Sometimes, a cigar is just a cigar. But in the high-octane dream world of Car and Driver, Road and Track, and Motor Trend, a car is never just a car. Showcased in exhilarated, popping prose, each car is like no other: A suave, sleek 424-HP Porsche 911 Turbo S doesn't run in the same circles as a "Fresh-Faced, Bad-Boy Firebird." And even when two cars -- both of them "speed freaks" -- do ride together, they don't hang. They're rivals! Ferocious and at each other's throats! These auto-macho magazines, overrun with lovingly detailed profiles of every new model, exist to persuade you that each car is a finely tuned individual -- and, as its proud owner, that you will be, too. Ice/Car/Cage is about people and cars, too. Created and performed by Jules Beckman, Jess Curtis, and Keith Hennessy, all from the local experimental performance group Core, the work was one of several commissioned for the second annual Lesbian and Gay Dance Festival last month. In the dance, the men are drawn to the car in their landscape the way any wheel-loving, car-mag-toting gearhead would be. But what draws them is not the car's "personality" -- in this case, it's a poky, dirty little white thing -- but the possibility of merging with blank, automatic power.

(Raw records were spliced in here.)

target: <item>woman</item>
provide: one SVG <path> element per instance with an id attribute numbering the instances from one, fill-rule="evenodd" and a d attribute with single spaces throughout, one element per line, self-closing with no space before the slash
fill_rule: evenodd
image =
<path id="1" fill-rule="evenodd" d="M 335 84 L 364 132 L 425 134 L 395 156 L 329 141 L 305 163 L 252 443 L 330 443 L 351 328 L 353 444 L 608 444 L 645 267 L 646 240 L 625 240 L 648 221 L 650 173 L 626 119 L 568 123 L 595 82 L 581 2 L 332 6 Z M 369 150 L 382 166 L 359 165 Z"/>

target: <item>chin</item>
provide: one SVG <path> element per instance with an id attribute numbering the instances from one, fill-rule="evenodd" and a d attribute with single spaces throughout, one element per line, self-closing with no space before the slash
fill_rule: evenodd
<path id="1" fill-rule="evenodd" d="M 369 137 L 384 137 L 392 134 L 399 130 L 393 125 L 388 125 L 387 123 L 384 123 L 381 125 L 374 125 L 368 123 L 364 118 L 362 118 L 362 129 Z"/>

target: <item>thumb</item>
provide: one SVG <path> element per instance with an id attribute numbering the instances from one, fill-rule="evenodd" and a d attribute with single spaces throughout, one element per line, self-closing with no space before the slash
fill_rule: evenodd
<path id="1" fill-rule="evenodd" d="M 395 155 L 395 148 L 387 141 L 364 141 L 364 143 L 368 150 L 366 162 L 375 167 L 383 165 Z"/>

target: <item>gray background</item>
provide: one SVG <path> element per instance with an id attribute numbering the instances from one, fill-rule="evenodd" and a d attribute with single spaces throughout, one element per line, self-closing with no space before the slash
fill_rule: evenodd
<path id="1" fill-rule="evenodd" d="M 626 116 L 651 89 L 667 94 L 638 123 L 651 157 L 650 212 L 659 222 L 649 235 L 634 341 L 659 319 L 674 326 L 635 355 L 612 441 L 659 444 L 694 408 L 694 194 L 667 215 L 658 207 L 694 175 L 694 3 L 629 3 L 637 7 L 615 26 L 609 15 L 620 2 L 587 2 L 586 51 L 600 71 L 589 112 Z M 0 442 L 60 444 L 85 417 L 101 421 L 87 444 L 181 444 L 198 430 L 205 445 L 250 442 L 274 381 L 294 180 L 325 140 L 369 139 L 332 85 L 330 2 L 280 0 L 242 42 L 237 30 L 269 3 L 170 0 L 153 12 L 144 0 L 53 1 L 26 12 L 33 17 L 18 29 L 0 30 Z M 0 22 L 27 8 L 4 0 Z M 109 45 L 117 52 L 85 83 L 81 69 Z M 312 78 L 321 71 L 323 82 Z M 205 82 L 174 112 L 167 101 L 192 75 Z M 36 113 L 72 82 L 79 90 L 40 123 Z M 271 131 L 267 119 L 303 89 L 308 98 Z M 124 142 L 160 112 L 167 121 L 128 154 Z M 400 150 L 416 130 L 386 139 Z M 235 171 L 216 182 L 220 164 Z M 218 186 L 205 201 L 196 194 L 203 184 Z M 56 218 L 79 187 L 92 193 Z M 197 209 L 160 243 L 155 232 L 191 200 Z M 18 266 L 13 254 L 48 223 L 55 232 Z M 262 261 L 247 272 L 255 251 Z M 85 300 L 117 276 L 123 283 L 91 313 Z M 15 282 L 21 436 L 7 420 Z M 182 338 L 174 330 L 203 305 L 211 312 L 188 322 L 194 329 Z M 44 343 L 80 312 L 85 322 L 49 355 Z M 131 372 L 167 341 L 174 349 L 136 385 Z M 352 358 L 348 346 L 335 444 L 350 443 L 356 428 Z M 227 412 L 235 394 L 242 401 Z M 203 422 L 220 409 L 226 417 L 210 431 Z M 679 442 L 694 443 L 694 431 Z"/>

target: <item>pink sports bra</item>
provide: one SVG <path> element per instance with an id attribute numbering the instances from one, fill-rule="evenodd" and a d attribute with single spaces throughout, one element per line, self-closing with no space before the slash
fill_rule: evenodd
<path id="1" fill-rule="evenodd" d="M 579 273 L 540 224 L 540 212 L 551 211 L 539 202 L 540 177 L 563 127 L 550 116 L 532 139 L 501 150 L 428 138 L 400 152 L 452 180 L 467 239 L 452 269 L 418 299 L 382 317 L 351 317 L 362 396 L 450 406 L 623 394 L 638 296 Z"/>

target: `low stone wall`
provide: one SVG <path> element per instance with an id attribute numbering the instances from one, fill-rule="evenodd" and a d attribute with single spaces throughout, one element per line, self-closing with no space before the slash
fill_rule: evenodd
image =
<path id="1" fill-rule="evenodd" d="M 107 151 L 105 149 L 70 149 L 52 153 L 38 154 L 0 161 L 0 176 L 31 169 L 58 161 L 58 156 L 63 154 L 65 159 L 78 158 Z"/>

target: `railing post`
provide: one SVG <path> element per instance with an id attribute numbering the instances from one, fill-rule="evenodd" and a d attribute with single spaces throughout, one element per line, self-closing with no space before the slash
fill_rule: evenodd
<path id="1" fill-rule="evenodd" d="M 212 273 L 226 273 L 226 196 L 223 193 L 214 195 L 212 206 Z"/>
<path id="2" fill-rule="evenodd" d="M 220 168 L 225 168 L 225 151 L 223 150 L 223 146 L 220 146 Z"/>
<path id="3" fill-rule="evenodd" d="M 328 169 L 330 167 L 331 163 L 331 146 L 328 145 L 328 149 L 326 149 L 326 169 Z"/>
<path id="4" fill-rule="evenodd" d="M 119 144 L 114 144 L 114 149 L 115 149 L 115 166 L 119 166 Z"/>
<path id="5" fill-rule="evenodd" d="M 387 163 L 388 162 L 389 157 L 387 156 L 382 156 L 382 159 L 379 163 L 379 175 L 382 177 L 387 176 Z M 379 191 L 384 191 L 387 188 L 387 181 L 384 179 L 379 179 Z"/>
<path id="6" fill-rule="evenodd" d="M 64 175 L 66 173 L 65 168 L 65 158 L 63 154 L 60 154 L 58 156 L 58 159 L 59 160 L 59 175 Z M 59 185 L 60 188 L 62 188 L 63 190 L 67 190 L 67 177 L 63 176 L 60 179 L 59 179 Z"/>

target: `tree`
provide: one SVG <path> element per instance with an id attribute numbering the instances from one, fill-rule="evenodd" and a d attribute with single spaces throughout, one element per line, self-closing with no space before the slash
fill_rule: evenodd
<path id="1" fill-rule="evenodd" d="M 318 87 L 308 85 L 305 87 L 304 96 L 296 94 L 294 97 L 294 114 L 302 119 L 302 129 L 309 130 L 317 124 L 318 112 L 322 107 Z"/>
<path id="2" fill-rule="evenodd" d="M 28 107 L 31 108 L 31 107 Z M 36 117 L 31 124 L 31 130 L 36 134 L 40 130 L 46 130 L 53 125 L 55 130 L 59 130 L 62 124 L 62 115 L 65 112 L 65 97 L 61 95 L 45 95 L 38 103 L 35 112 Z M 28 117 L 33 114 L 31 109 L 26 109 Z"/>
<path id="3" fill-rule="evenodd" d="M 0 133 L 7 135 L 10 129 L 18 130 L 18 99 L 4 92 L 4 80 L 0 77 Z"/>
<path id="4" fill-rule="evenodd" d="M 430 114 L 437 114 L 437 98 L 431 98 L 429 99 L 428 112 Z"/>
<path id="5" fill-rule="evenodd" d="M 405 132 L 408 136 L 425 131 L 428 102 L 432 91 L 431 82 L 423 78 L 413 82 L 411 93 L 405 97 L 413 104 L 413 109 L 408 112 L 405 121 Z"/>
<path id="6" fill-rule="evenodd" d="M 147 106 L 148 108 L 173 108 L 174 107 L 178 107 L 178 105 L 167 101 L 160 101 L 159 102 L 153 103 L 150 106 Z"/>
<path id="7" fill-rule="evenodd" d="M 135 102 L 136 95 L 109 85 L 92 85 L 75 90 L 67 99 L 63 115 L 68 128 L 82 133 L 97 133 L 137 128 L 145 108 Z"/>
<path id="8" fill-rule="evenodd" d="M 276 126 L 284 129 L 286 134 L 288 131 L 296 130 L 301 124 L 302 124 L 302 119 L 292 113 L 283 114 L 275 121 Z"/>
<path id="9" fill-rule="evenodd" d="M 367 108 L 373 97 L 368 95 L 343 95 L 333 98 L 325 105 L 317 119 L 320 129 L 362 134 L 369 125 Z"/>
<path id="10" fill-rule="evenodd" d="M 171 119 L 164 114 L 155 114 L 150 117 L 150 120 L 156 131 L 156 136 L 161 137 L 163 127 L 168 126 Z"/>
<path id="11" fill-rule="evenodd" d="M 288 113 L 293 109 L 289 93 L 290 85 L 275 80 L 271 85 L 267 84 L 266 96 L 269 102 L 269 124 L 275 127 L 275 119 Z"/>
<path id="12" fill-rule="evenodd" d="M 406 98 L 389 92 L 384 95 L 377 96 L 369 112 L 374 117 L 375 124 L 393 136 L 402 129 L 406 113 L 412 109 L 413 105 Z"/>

A large block of ice, a ladder, a cage, a blaster-radio, the men, and a car litter the dance's surface -- a square parking lot, off Market and west of Van Ness, bordered by squat warehouses. The elements in Ice/Car/Cage -- a dancing still-life -- remind us that cars and ice and radios and other useful blocks are the fruit and flowers of our millennial age.
The car at the center of the work's canvas sets the men in motion. Early on, someone gets in, drives it in a circle, then gets out. The car keeps going. Around and around and around the parking lot it rumbles while the men follow, somersaulting backward over its roof and rolling, with a thud, off its back. They spin along the car's sides, leapfrog over its hood, and let the rolling tires graze their heads as the car, oblivious, keeps to its circular course. The dancers are caught in the car's monotonous rhythm, as if it were driving them.
The dance with the car -- it setting the terms and the dancers becoming its extension -- is the model for other interactions in the work, both between people and objects and, in one section, between the dancers themselves. A 4-foot block of ice determines this scene's shape. In a perfect fit, Hennessy lies, face-to-face and hip-to-hip, on top of Curtis, who slips gently back and forth on the ice. Later, Hennessy becomes a childlike mechanic, and Curtis a mechanism. Curtis is still belly-up on the block of ice -- his legs now bent like a bug. Hennessy spins Curtis by the foot, as if it were the handle on an ice cream maker. Like a kid scrutinizing the springs of a clock, Hennessy watches Curtis go: How does this man run? Like another driverless car -- give him a little push and he'll spin on his own.
On first reflection, Ice/Car/Cage seems to be about humans turned into machines. The men respond more to the car than to one another, letting it determine the shape of the dance. And the men's presence is very quiet, muted under a soundtrack and accompanying found sounds: a loud, low-pitched refrigerator buzz; intermittent Chopin Nocturnes from the portable radio; the chugging of the car; and the subterranean clatter of the nearby Muni. The only sound from the dancers is the thud of their bodies hitting pavement. But what keeps the men revolving around the car -- and hushed -- is not oppression but some inarticulate desire to blend and mesh with their environment, even a postindustrial one. They don't want to stand out like some bad-ass, flaming red Firebird; they want to melt into a block of ice or hum like an engine. Ice/Car/Cage's stark beauty conveys the integrity of that desire and then goes further, suggesting it is an impulse toward freedom: The piece begins with a man let out of a cage. Liberated, he rushes to dance with a car.